REPUBLIKA.CO.ID,KENDAL -- Presiden Joko Widodo (Jokowi) bersyukur perekonomian nasional bisa tumbuh stabil di atas 5 persen pada tahun ini. Pada kuartal III 2019, pertumbuhan ekonomi tercatat tumbuh 5,02 persen.
Saat meresmikan balai latihan kerja pesantren di Pondok Pesantren Alfadllu 2 di Kendal, Jawa Tengah, Senin (30/12), Jokowi mengatakan, stabilitas ekonomi nasional saat ini patut disyukuri. Apalagi, kata Jokowi, tak sedikit negara yang pertumbuhan ekonominya minus dan mengalami resesi.

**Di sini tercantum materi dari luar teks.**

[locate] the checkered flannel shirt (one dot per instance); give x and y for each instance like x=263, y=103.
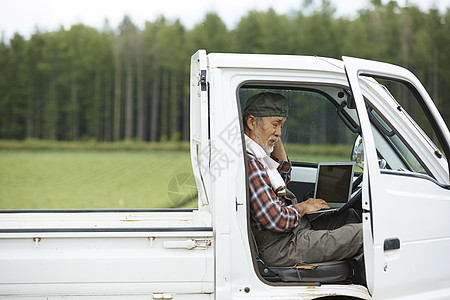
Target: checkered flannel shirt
x=268, y=211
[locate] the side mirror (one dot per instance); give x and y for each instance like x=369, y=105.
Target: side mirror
x=358, y=152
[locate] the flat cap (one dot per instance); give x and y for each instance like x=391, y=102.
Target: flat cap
x=266, y=104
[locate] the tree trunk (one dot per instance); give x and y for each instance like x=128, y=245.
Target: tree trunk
x=165, y=106
x=129, y=99
x=173, y=116
x=141, y=113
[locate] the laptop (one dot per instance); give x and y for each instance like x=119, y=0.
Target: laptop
x=333, y=184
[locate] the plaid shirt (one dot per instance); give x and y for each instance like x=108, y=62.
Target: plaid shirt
x=268, y=211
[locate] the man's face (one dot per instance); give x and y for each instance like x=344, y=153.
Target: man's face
x=268, y=131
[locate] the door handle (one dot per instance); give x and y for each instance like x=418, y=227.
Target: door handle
x=391, y=244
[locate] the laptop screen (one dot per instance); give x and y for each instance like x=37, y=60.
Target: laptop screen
x=334, y=181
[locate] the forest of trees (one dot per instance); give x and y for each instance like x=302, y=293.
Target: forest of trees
x=132, y=83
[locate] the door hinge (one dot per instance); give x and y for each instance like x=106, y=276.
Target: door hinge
x=203, y=80
x=188, y=244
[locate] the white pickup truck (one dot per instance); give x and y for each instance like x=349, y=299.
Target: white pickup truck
x=402, y=192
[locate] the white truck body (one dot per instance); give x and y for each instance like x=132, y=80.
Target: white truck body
x=206, y=253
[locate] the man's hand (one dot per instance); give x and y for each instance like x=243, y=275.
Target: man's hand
x=311, y=205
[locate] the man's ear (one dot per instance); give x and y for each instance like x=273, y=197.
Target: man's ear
x=251, y=122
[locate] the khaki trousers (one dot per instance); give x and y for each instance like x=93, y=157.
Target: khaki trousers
x=327, y=238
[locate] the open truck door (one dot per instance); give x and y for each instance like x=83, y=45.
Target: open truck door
x=406, y=191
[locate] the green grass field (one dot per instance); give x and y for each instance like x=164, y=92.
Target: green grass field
x=60, y=175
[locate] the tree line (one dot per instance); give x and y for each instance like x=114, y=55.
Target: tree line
x=132, y=83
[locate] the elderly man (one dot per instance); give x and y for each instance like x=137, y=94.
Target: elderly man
x=284, y=236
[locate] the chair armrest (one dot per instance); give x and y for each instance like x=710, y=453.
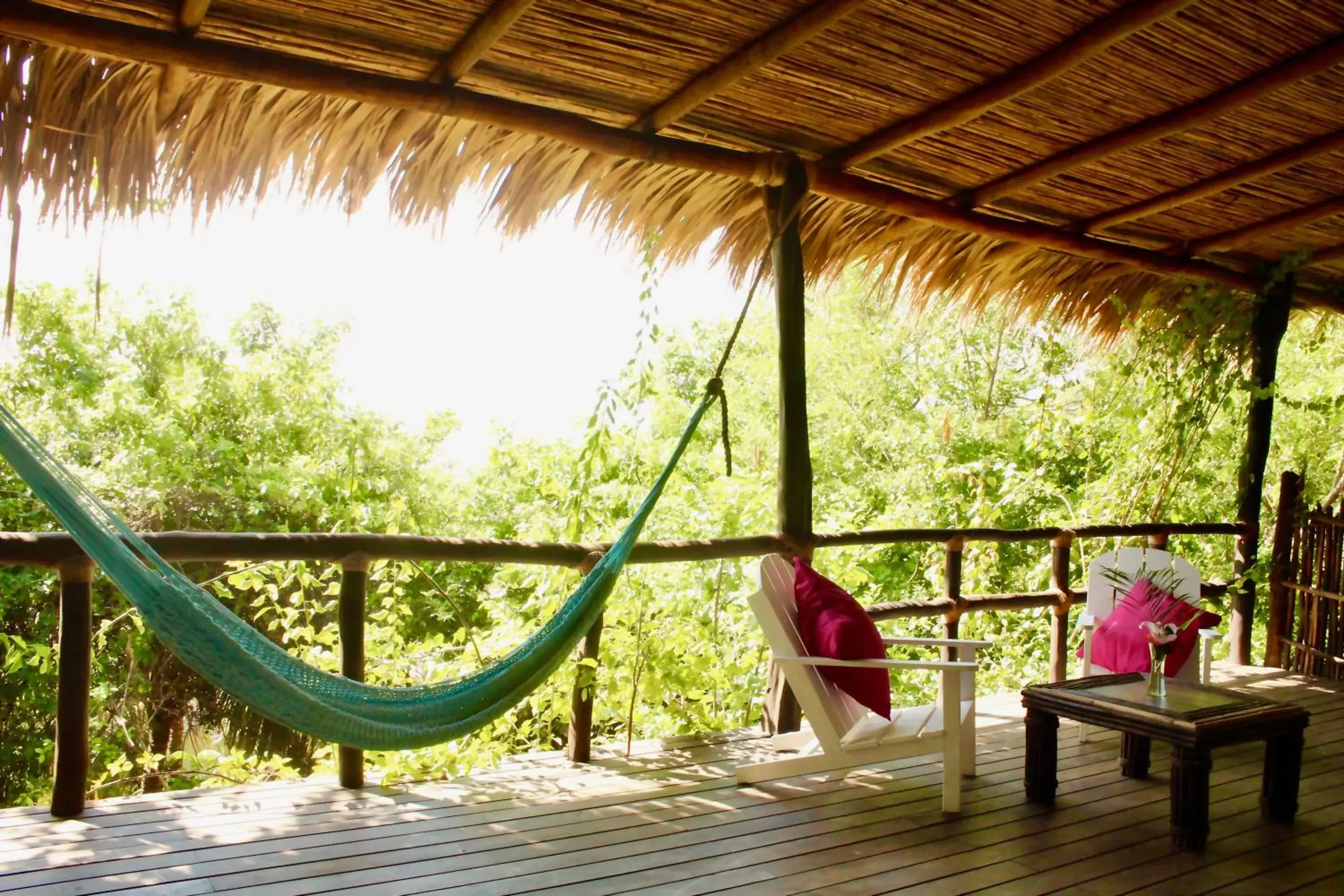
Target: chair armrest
x=939, y=642
x=879, y=664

"Di tengah ekonomi dunia yang bergejolak, alhamdulillah, berkat doa dan dukungan bapak-ibu sekalian, utamanya dari para ulama, ekonomi Indonesia tetap baik dan stabil dan pertumbuhan masih di atas 5 persen," kata Jokowi saat memberikan sambutan.
Berdasarkan catatan Badan Pusat Statistik (BPS), pertumbuhan ekonomi Indonesia memang masih stabil di atas 5 persen, tetapi cenderung menurun sejak awal tahun. Pada kuartal I 2019, pertumbuhan ekonomi mencapai 5,07 persen. Sementara, pada kuartal II dan kuartal III, ekonomi Indonesia tumbuh 5,05 persen dan 5,02 persen. Kementerian Keuangan sebelumnya memprediksi realisasi pertumbuhan ekonomi sepanjang 2019 sebesar 5,05 persen.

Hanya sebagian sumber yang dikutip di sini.